Gardner, 52, who worked as a field
representative and sales consultant for the Laidlaw
Corporation, was the kind of person who preferred to live by
example.
Many of Gardner’s co-workers from
Laidlaw visited him at home during his final days, including
Mike Achin, the company’s director.
“He was very eloquent about the end
of his life,” he said. “A lot of people might be in
a bad mood, feeling sorry for themselves, but he showed us how
to live out life to the end gracefully. He said he didn’t
want us to feel sorry for him. He might have been in a lot of
pain, but he said he has a great family and a lot of support
from his church and he had faith in where he’s
going.”
The gesture is appropriate, as Gardner
taught hundreds of cleaners how to sharpen their spotting
skills over the years.
Even before he became an instructor, he
was an advocate of drycleaning education and industry trade
affiliation.
After graduating from York Suburban High
School in 1972, he completed training at the American Institute
of Laundering (which became IFI) in Joliet, IL, in 1974.
Next, he worked alongside his father,
James, at the family’s plant, Schmuck’s Cleaners,
in York, PA. He bought the business in 1991.
Six years later, he sold the company and
started working for Laidlaw as a field representative. At that
time, he deeply enjoyed giving help to cleaners located in
Pennsylvania, Ohio, Maryland, Delaware, and Virginia, which
certainly gave his cars’ odometers a healthy workout.
“I averaged about 50–60,000
miles a year,” he said during a recent interview with
IFI. “We went through cars, that’s for sure. In my
travels, I’ve been able to tell an IFI cleaner from a
non-IFI cleaner pretty easily.”
According to Gardner, the non-IFI
cleaners were the ones who were reluctant to organize their
spotting board chemicals and keep up with the changing times.
Gardner, on the other hand, constantly
tried to keep current with the industry’s technology and
events. In fact, he recently recertified as an IFI trainer so
that anyone who participated in one of his spotting seminars
would earn points toward Award of Excellence certifications.
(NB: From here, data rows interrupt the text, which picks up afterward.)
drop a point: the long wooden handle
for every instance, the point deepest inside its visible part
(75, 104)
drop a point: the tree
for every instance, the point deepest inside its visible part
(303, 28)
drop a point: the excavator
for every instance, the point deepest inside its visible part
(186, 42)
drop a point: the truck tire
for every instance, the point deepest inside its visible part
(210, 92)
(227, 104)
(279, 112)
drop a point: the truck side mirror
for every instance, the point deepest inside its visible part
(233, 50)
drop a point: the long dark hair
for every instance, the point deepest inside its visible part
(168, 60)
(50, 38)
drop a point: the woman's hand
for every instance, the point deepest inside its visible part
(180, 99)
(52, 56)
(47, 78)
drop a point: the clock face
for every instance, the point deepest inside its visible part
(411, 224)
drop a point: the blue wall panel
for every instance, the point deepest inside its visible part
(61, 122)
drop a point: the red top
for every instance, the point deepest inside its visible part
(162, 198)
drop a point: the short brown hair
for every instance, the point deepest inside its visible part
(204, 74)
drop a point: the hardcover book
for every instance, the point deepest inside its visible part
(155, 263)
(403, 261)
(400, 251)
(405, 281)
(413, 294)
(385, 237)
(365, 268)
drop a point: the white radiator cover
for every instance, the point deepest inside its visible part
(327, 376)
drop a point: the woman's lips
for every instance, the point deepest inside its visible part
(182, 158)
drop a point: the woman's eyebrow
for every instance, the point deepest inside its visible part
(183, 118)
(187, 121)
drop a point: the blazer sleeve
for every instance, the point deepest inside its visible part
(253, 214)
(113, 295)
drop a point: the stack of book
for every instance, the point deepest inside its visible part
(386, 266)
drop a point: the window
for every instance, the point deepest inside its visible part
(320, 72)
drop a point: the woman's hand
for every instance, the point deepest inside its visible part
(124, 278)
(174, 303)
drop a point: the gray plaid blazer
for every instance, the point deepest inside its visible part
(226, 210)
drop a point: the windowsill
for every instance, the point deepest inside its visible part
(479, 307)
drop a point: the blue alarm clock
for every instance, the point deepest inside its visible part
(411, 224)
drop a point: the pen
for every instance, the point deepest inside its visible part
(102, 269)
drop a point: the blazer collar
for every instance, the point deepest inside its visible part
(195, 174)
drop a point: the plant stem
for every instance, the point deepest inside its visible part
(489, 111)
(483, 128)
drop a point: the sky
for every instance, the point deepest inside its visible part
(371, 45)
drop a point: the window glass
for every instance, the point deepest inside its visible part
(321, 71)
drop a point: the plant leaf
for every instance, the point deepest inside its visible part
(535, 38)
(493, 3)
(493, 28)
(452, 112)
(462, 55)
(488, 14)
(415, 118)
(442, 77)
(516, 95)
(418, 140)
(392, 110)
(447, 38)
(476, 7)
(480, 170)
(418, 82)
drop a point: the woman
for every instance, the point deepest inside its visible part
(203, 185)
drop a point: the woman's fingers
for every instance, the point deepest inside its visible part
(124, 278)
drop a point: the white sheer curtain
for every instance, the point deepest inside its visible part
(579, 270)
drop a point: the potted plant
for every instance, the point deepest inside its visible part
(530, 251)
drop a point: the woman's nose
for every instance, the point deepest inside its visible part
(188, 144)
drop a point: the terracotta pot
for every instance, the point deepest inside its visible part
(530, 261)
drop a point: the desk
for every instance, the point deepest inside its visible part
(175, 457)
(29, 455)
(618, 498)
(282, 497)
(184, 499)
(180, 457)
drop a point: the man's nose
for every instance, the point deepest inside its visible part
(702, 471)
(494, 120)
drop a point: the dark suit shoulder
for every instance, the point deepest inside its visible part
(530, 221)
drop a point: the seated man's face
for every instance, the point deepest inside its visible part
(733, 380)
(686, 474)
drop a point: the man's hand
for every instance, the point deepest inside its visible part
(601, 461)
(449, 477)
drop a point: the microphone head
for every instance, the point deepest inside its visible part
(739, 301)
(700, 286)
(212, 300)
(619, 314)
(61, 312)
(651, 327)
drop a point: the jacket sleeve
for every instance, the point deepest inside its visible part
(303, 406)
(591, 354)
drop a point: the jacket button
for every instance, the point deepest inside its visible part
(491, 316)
“The Award of Excellence is a step
in the right direction,” he explained. “Requiring
any Award of Excellence cleaner to successfully remove those
stains on the stain swatch was a great idea. It is telling that
so many cleaners were unable to pass that test because it shows
how much we can improve.”
One of the things that made Gardner
special is that he was just as willing to provide help to
others when he was “off the clock.”
Some of the extracurricular activities he
started included a Coats for Kids project in Central
Pennsylvania and the annual golf outing that benefits the
Special Olympics of York County. Last year, he organized a trip
to New Orleans in order to help the victims of Hurricane
Katrina.
As a man with a firmly-rooted religious
faith, Gardner’s generosity of spirit didn’t just
extend to the drycleaning industry. He was an active member of
Living Word Community Church, where he was a Sunday school
teacher for Treasure Park and was involved with Dads of Destiny
and the Promise Keepers.
He also took part in five missionary
trips to Guatemala to perform construction work for the local
community. During one trip, he and members of his church poured
a foundation for a large gymnasium for the children.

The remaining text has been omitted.